To do this, the filmmaker choses to go into an unexpected terrain, even though if it has already been there deep down in certain of his films, that of wonder. This sense of wonder culminates with a great scene in the forest during Halloween, where the boy is disguised as a Japanese aviator and her as a geisha, and they reenact a scene from a Japanese ghost film. The decision to cast Mia Wasikowska is judicious, because it seems like she is still wearing the fairy-like costume from Tim Burton’s Alice in Wonderland: a young actress of a rare intelligence, she brings a conviction that interrupts the potential pathos of the subject. A haircut like that of Jean Seberg, a head like a sparrow, boy’s clothes, she has a androgynous figure, which was already apparent under Alice’s amour with the false impression of a Johnny Depp. The male hero (Henry Hopper) resembles a king without a crown, who lives with his aunt in a large house that seems like it’s right out of Last Days. There is a third character, who is really bizarre, which accentuates this Japanese imagination: Hiroshi, the ghost of a kamikaze, who accompanies the hero since the death of his parents. This companion enchants the reality of the young man, but he also weighs the idea of death upon the story. In the extraordinary opening of Elephant, a son interrogates his father about his activity at the Chuuk Lagoon during the Pacific War, before answering him, this adolescent: “I went there” – but how could he? This enigmatic remark resonates with the omnipresence of war, and the uncalled for intrusion of archive images of the atomic explosion at Nagasaki.

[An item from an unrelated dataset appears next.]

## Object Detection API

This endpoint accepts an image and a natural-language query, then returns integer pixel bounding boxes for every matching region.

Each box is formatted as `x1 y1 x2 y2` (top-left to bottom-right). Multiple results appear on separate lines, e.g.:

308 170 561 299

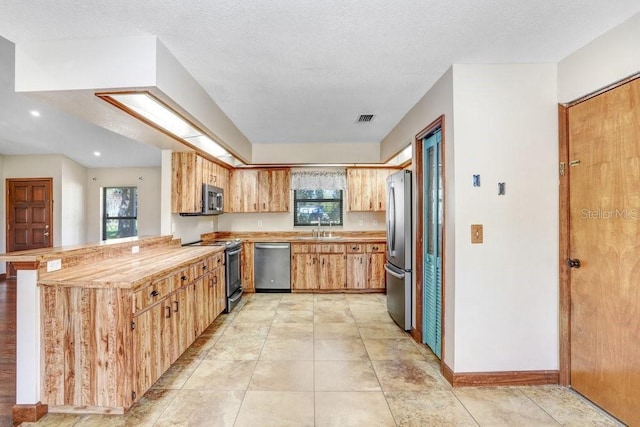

The enchantment of Restless relies also on the mise en scene which is unique to this filmmaker: the autumnal colors that pass through the trees to the generous night-robe that Mia Wasikowska wears, the framing that are like friendly gazes posed upon the characters just like a friend’s hand on one’s shoulder; out-of-focus images that find themselves as the scene unfolds, like when the couple find themselves in front of the parent's tombstone, beside a naïve sculpture of two sheep that are side by side. There are also conventions, notably the music, but they are compensated by genius ideas: like the first medical attack of the young girl, who in the middle of a sentence, without even screaming, falls down backwards in a gesture of an infinite violence; or when, before dying, in a scene that counteracts all of the hospital scenes in every Hollywood film, she just simply asks him, “Ok?”, in the vein of “can I go now, will you be fine?”

But the strangest thing, in this luminous film, is the presence of Henry Hopper. With each expression, his face threatens to take on the traits of his father, Dennis. All it takes is for him to squint his eyes a little, and we are back in 1955, the era of Rebel Without a Cause. When the end credits of the film finish and there appears its dedication to Dennis Hopper, a deeper emotion engulfs the whole film, as if this story is the backdrop for this character. The resemblance between the father and son contributes to its power.